Abraham

Personal information
- Full name: Abraham del Moral Rando
- Date of birth: 5 July 2001 (age 25)
- Place of birth: Martos, Spain
- Height: 1.83 m (6 ft 0 in)
- Position: Centre back

Team information
- Current team: Ruch Chorzów
- Number: 3

Youth career
- 2007–2012: Martos
- 2012–2014: Tosiria
- 2014–2016: Jaén
- 2016–2019: Córdoba
- 2019–2020: Villarreal

Senior career*
- Years: Team / Apps / (Gls)
- 2018–2019: Córdoba B / 17 / (1)
- 2020–2023: Villarreal C / 61 / (3)
- 2022–2024: Villarreal B / 29 / (0)
- 2024–2025: Hércules / 13 / (0)
- 2025–2026: Teruel / 29 / (1)
- 2026–: Ruch Chorzów / 0 / (0)

= Abraham del Moral =

Spanish footballer

Abraham del Moral Rando (born 5 July 2001), simply known as Abraham, is a Spanish professional footballer who plays as a central defender for I liga club Ruch Chorzów.

==Club career==
Born in Martos, Jaén, Andalusia, Abraham represented Martos CD, CD Tosiria and Real Jaén as a youth before joining Córdoba CF's youth setup in 2016. He made his senior debut with the reserves on 2 December 2018, starting in a 1–1 Tercera División away draw against Betis Deportivo Balompié.

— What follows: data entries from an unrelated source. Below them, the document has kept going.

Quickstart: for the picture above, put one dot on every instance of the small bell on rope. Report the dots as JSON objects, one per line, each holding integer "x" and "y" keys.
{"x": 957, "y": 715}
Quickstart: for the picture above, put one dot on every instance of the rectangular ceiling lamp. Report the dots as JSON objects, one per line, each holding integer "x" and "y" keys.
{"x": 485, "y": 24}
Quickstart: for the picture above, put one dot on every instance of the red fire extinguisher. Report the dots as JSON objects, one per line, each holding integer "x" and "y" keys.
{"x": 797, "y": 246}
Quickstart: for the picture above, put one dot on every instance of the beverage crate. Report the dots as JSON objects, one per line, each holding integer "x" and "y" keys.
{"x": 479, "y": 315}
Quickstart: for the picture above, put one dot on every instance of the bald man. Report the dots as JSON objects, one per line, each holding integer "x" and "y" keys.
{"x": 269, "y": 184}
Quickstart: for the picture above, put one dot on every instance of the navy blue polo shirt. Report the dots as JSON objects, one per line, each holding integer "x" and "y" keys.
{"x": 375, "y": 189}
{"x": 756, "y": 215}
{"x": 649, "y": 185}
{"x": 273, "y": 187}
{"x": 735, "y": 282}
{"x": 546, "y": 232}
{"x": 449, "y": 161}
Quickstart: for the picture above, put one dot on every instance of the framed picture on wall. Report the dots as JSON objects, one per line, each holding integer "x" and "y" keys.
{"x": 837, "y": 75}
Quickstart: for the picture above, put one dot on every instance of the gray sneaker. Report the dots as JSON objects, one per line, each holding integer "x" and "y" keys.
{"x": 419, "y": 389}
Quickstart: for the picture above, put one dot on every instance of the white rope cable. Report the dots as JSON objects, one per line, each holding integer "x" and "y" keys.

On 5 June 2019, Abraham moved to Villarreal CF and returned to the youth setup. He was promoted to the C-team also in the fourth division ahead of the 2020–21 campaign, and immediately became a regular starter.

Abraham spent the 2022 pre-season with the reserves, and made his professional debut on 29 August of that year, starting in a 3–0 away loss against Granada CF.

On 9 August 2024, Abraham signed with Hércules in Primera Federación.